Predictor variables: As well as the collinearity analysis conducted in the main model framework, we also conducted an ANOVA analysis to assess the relationship between the predictor variables and the model values. This analysis uses a methodology described previously [56]. Briefly, the values of each predictor variable are ranked from low to high and assigned a semi-quantitative score based on quartiles (the lowest quarter of values are assigned the value 1 and the highest the value 4). A linear model is then fit which regresses the consensus model values against the transformed predictor variables. The resulting F values, one for each predictor variable, provide a measure of the extent to which the model values and the predictor variable are related. Individual linear models are also fit, with each predictor variable regressed against the model outputs. The sign of the gradient coefficient is used to determine the direction of the relationship. Note that this analysis does not indicate whether the predictor variables should be included or not, this is done in the collinearity assessment within the model framework, a variable with a high F value may not be necessary if other predictors can act as proxy for it.
Outputs
The outputs of the individual species distribution models were raster files at a 1Km spatial resolution that represent the relative habitat suitability of the competent mosquito species for the six different models. Each model method produces 100 potential distribution maps, for the different partitions of test and training data. Maps are produced for the mean values over all iterations for each method, along with the 5th, 50th and 95th percentiles of the goodness of fit statistics. The output of the establishment model is a raster file at 1Km spatial resolution that represents the relative probability of establishment of RVF across the UK.
Results
Consensus model: Fig 2 shows a map of the consensus mosquito suitability model, detailing areas of the UK which were consistently identified as being above the threshold value by multiple models (as shown by the darker red colour). The presence points used in the model fits were also plotted over the map (black dots). It can be seen that the South East of England, including areas around London, are consistently identified, along with areas around Suffolk and Norfolk, and many coastal regions, including as far north as Inverness on the east coast of Scotland. Areas where competent vector species have been recorded tended to be above the threshold value in most iterations of the individual models, and hence have a high value in the consensus model. However, areas where there are only a few observations nearby were not consistently above the threshold, particularly in the more rural areas of Scotland. A plot including the absence points (see supporting information, S1 File) shows that Culex spp. have been observed throughout the UK (except for Northern Ireland where we had no presence or absence points), including areas the model predicts to be of low probability. This suggests that the results are not biased by a lack of sampling in a particular region, based on the assumption that observing at least one Culex species in a region and not observing any of the species we consider competent for RVF is a good indication of absence of these species. The individual maps from each method are provided in the Supporting information (S1 File).

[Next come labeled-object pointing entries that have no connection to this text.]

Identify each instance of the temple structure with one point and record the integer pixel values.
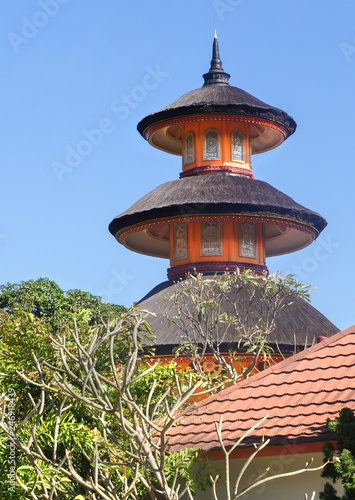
(216, 216)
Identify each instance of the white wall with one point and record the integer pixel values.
(290, 488)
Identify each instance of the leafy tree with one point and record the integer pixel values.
(46, 300)
(207, 310)
(93, 412)
(342, 467)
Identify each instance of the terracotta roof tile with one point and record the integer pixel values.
(299, 394)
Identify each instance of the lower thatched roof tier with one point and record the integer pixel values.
(297, 325)
(144, 227)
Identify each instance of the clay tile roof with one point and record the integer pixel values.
(299, 394)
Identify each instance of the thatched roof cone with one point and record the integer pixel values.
(297, 325)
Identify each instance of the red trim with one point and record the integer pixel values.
(141, 226)
(198, 118)
(214, 266)
(217, 168)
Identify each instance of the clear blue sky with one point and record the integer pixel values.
(71, 66)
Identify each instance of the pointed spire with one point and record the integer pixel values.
(216, 74)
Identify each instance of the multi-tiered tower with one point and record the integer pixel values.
(217, 216)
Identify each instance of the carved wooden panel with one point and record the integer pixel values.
(211, 238)
(247, 239)
(189, 148)
(180, 240)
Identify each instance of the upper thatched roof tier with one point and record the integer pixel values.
(144, 227)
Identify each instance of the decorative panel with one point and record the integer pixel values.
(189, 148)
(211, 238)
(211, 147)
(247, 239)
(180, 241)
(237, 144)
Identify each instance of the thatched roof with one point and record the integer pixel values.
(218, 99)
(218, 195)
(213, 194)
(299, 324)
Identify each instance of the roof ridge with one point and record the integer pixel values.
(280, 366)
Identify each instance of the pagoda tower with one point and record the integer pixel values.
(216, 216)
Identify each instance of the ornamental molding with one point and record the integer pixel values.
(144, 226)
(214, 266)
(207, 169)
(215, 117)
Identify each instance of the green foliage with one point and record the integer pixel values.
(239, 306)
(46, 300)
(342, 457)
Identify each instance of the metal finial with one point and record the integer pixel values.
(216, 74)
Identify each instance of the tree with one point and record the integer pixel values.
(242, 305)
(343, 466)
(46, 300)
(94, 431)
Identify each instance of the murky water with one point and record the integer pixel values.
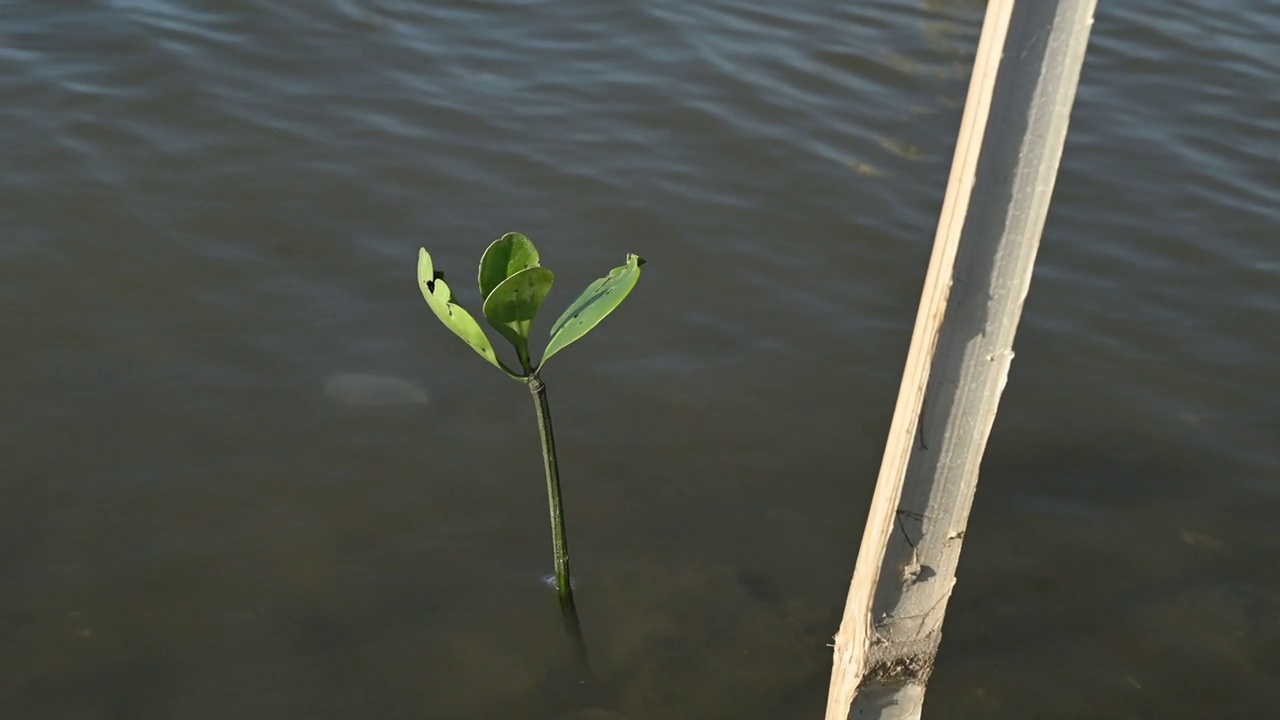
(247, 474)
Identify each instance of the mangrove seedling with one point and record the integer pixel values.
(512, 287)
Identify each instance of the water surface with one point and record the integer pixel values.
(210, 212)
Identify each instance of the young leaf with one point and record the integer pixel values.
(504, 258)
(439, 297)
(597, 301)
(512, 305)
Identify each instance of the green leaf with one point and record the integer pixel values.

Risk of establishment: The simple estimation of the relative risk of establishment of RVFV suggests that while there is a high probability of presence of competent mosquito species in the South East of England, the lower livestock densities mean that there is a lower risk of establishment than other areas such as in the South West and the coasts of Wales (Fig 3).
Goodness of fit, environmental data: The UK map of the MESS statistic suggests that in general the UK environmental conditions are well represented by the training data, but there are a number of small regions around the UK where the training data is not always fully representative, for example in some parts of the highlands of Scotland (Fig 4).
Goodness of fit, consensus model. There was a clear difference in the model predicted suitability at locations where RVF competent mosquitos had been observed, as opposed to where they are expected to be absent (Table 3). There was high variability in these values, the 5th percentile model value at the presence points was 0.388, but the AUC value was estimated to be 0.883 (a value above 0.7 is generally considered a good fit). Analysis suggested that there was not a huge impact on these goodness of fit values if individual species distribution models were removed from the consensus model (Table 3). The biggest noticeable difference was that the average value at the absence points decreased when the bioclim method was removed. However, the average value at the presence points also decreased, suggesting that while the probability of a false positive might be reduced, the probability of a false negative increased.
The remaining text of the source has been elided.